皇帝问:“你在内库司做了多少年?”
周福答得很慢:“二十年。”
皇帝的声音更冷:“二十年,够你把内库的路走熟,也够你知道什么该烧,什么该留。”
周福低头不语。
宁昭开口,语气更实在:“你烧的纸,露过‘奉天’二字。那不是随便写的,是诏书格式。你从哪拿的?”
周福的手指微微蜷了一下,还是不答。
皇帝抬手:“拿炭盆来。
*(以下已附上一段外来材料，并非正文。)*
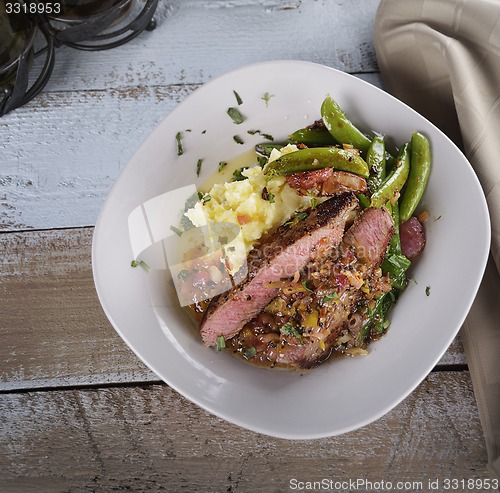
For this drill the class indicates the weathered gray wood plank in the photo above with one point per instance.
(63, 152)
(151, 439)
(53, 330)
(198, 39)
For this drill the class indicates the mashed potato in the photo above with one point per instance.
(258, 204)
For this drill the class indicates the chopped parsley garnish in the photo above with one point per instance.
(266, 195)
(236, 115)
(329, 297)
(258, 132)
(266, 97)
(178, 138)
(289, 329)
(198, 167)
(238, 98)
(221, 343)
(238, 175)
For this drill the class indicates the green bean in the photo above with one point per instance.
(313, 136)
(375, 158)
(340, 127)
(364, 201)
(420, 168)
(265, 150)
(390, 188)
(315, 158)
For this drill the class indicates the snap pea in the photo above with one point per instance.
(313, 136)
(420, 168)
(392, 185)
(375, 158)
(265, 150)
(340, 127)
(318, 158)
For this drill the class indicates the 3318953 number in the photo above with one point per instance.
(32, 7)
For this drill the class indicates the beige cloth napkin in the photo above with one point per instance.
(442, 57)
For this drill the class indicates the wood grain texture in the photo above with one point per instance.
(151, 439)
(53, 330)
(196, 40)
(64, 151)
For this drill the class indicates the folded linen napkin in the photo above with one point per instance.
(442, 58)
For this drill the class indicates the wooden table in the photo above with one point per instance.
(78, 411)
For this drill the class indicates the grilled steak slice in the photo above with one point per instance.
(278, 256)
(326, 182)
(412, 237)
(324, 309)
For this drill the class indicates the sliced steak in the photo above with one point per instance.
(324, 308)
(326, 182)
(413, 239)
(277, 257)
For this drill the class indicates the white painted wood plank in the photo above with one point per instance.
(196, 40)
(62, 153)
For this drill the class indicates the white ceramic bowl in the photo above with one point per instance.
(342, 394)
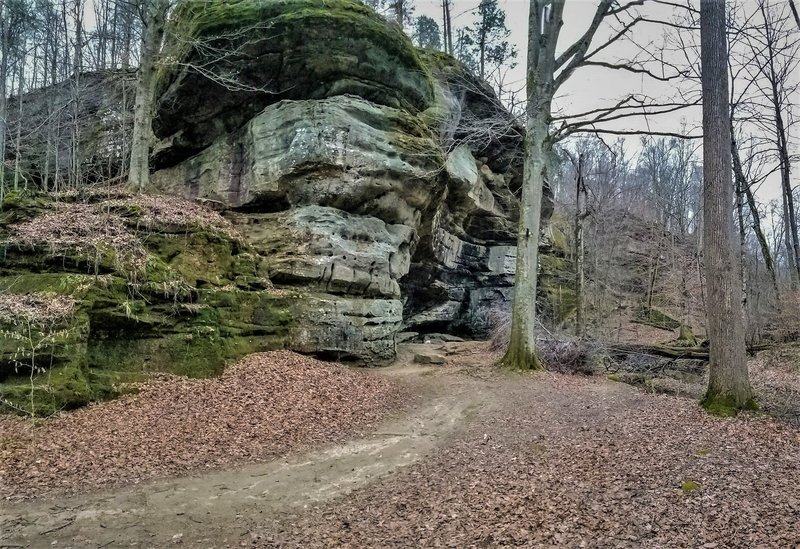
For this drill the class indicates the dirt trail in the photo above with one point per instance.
(482, 459)
(209, 510)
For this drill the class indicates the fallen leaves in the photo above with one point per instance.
(576, 462)
(265, 405)
(35, 308)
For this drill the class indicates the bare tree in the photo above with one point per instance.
(547, 71)
(155, 14)
(728, 386)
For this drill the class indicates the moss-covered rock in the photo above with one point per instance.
(194, 302)
(295, 49)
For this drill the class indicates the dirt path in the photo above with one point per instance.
(214, 509)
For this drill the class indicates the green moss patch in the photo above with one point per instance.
(194, 304)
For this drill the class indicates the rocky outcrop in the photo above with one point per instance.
(97, 108)
(372, 185)
(378, 179)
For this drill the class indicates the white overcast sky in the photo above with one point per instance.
(591, 88)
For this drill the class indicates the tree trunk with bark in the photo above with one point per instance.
(741, 183)
(729, 386)
(152, 35)
(542, 41)
(580, 216)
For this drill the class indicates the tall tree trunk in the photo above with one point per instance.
(728, 385)
(741, 183)
(521, 352)
(448, 27)
(152, 34)
(795, 13)
(790, 215)
(580, 215)
(5, 50)
(742, 242)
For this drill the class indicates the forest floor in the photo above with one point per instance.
(470, 457)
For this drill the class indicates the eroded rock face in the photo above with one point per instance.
(376, 184)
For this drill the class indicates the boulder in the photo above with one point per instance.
(364, 185)
(299, 49)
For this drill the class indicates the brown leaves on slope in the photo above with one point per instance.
(172, 211)
(265, 405)
(82, 228)
(35, 308)
(570, 462)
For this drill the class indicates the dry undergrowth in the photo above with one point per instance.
(111, 222)
(35, 308)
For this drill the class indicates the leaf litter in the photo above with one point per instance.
(264, 406)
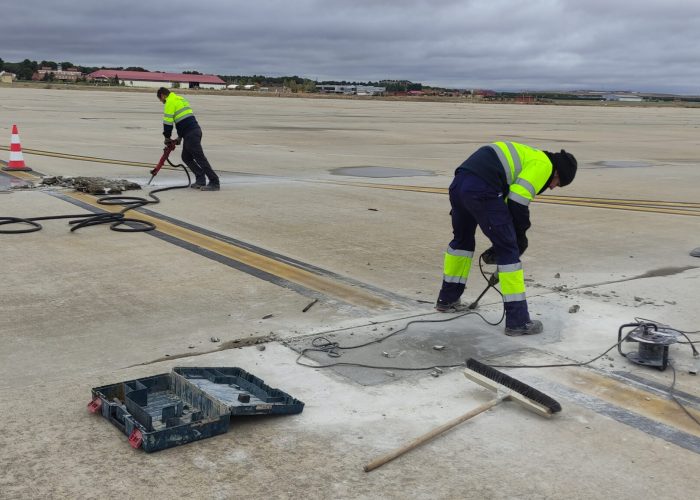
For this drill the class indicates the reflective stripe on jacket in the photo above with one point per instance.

”
内侍立刻端来一只小炭盆,盆里炭火红着,热气往上翻。
周福抬头,眼神里终于有了明显的慌。
宁昭看见这一幕,心里更冷。
周福不是怕炭火。
周福怕“烧”。
怕别人用他曾经做过的事逼他。
皇帝看着周福,声音不高:“你不说,朕就让你把那天烧的纸再写一遍,再当着朕的面烧一遍。”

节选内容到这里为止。